For patients with rheumatoid arthritis (RA), SIMPONI ARIA should be given in combination with methotrexate.

The efficacy and safety of switching between intravenous and subcutaneous formulations and routes of administration have not been established.

2.2 Dosage in Pediatric Patients with Polyarticular Juvenile Idiopathic Arthritis and Psoriatic Arthritis

The SIMPONI ARIA dosage regimen, based on body surface area (BSA), is 80 mg/m 2given as an intravenous infusion over 30 minutes at weeks 0 and 4, and every 8 weeks thereafter. Follow the dilution and administration instructions for SIMPONI ARIA [see Dosage and Administration (2.4)] .
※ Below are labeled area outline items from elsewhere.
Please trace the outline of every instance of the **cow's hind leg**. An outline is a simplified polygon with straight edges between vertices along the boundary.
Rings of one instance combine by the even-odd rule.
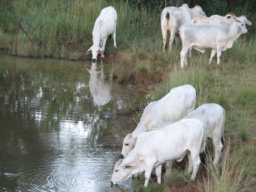
[[[222,47],[217,47],[217,64],[220,63],[220,56],[222,55]]]
[[[218,159],[220,158],[220,154],[223,147],[221,137],[212,138],[212,144],[214,147],[214,159],[213,164],[215,166],[218,163]]]
[[[194,180],[196,178],[196,173],[198,172],[198,168],[200,165],[200,157],[199,157],[199,151],[190,151],[191,154],[191,160],[193,163],[193,173],[191,175],[191,180]]]
[[[172,160],[166,161],[166,174],[164,174],[165,178],[166,178],[167,177],[170,175],[170,172],[172,170],[172,166],[173,164],[174,164],[174,161]]]
[[[166,51],[166,36],[167,35],[167,30],[162,29],[162,51]]]
[[[169,49],[170,51],[172,50],[172,42],[174,42],[174,38],[175,37],[175,32],[174,30],[170,31],[170,40],[169,41]]]
[[[187,174],[189,174],[193,170],[193,161],[191,159],[191,154],[190,153],[188,154],[188,169]]]
[[[209,60],[208,64],[210,64],[212,61],[212,58],[214,58],[214,55],[216,54],[216,49],[212,49],[212,52],[210,53],[210,59]]]
[[[151,175],[153,169],[154,168],[154,162],[146,162],[144,183],[145,187],[148,187],[148,182],[150,181],[150,175]]]
[[[158,183],[161,184],[161,175],[162,174],[162,164],[159,164],[156,167],[156,175],[158,178]]]
[[[116,25],[114,26],[114,32],[113,33],[113,39],[114,39],[114,47],[118,48],[118,46],[116,46]]]
[[[186,58],[188,49],[190,47],[187,46],[184,46],[182,45],[182,49],[180,52],[180,68],[183,69],[184,68],[184,65],[188,65],[188,60]]]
2.3 Evaluation for Tuberculosis and Hepatitis B Prior to Dosage

Prior to initiating SIMPONI ARIA and periodically during therapy, evaluate patients for active tuberculosis and test for latent infection [see Warnings and Precautions (5.1)] . Prior to initiating SIMPONI ARIA, test patients for hepatitis B viral infection [see Warnings and Precautions (5.1)] .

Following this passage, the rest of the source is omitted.